Bloße Behauptungen reichen nicht aus, um fachliche Stellungnahmen zu erschüttern. Vielmehr kommt nach ständiger Rechtsprechung des Bayerischen Verwaltungsgerichtshofes den amtlichen Auskünften und Gutachten von Fachbehörden im Rahmen des gerichtlichen Verfahrens eine besondere Bedeutung zu, weil sie auf jahrelanger Bearbeitung eines bestimmten Gebiets und nicht nur auf der Auswertung von Aktenvorgängen im Einzelfall beruhen und deshalb grundsätzlich ein weit größeres Gewicht besitzen als Expertisen von privaten Fachinstituten BayVGH, zuletzt B. v. 17.7.2012 – 8 ZB 11.1285 -, juris).
Nachdem sich die befürchteten Emissionen auch durch die Eingrünung der Freiflächen auf dem Baugrundstück abschwächen werden und sich damit endgültig unterhalb der Bagatellgrenze befinden dürften, ist eine Rücksichtslosigkeit des Bauvorhabens der Antragstellerin gegenüber nach summarischer Prüfung nicht zu erkennen.
c.
Ein gebietsübergreifender Abwehranspruch in Bezug auf die Art der Nutzung besteht grundsätzlich nicht (BVerwG, B. v. 18.12.2007 – 4 B 55/07 -, juris; BayVGH, B. v. 24.3.2009 – 14 CS 08.3017 -, juris; BayVGH, B. v. 15.11.2011 – 14 AS 11.2305 -, juris). Anhaltspunkte dafür, dass der ein Gewerbegebiet festsetzende Bebauungsplan den Eigentümern der in seinem Umgriff gelegenen Grundstücke ausnahmsweise Abwehrrechte gegen Vorhaben auf dem streitbefangenen Grundstück einräumen wollte, gibt es nicht
3.
Bauordnungsrechtliche Einwendungen sind vorliegend nicht erkennbar und gehören außerdem nicht zum Prüfprogramm des Art. 59 Satz 1 BayBO, weshalb sie im vorliegenden Verfahren keine Rolle spielen.

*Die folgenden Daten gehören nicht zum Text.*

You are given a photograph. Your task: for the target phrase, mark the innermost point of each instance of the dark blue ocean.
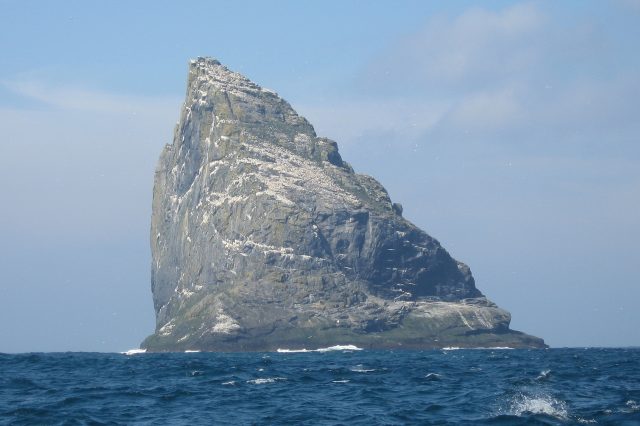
(476, 387)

Demnach war der Antrag abzulehnen.
Die Kostenentscheidung folgt aus § 154 Abs. 1 VwGO sowie § 154 Abs. 3 Halbsatz 1 und § 162 Abs. 3 VwGO. Es entsprach billigem Ermessen, der unterliegenden Antragstellerin auch die außergerichtlichen Kosten der Beigeladenen aufzuerlegen, da es sich insoweit um eine notwendige Beiladung nach § 65 Abs. 2 VwGO handelt.
Die Streitwertfestsetzung beruht auf § 53 Abs. 2 Nr. 2, 52 Abs. 1 GKG und entspricht der Hälfte des voraussichtlich im Klageverfahren anzusetzenden Streitwerts, Nr. 9.7.1 und Nr. 1.5 des Streitwertkatalogs für die Verwaltungsgerichtsbarkeit 2013.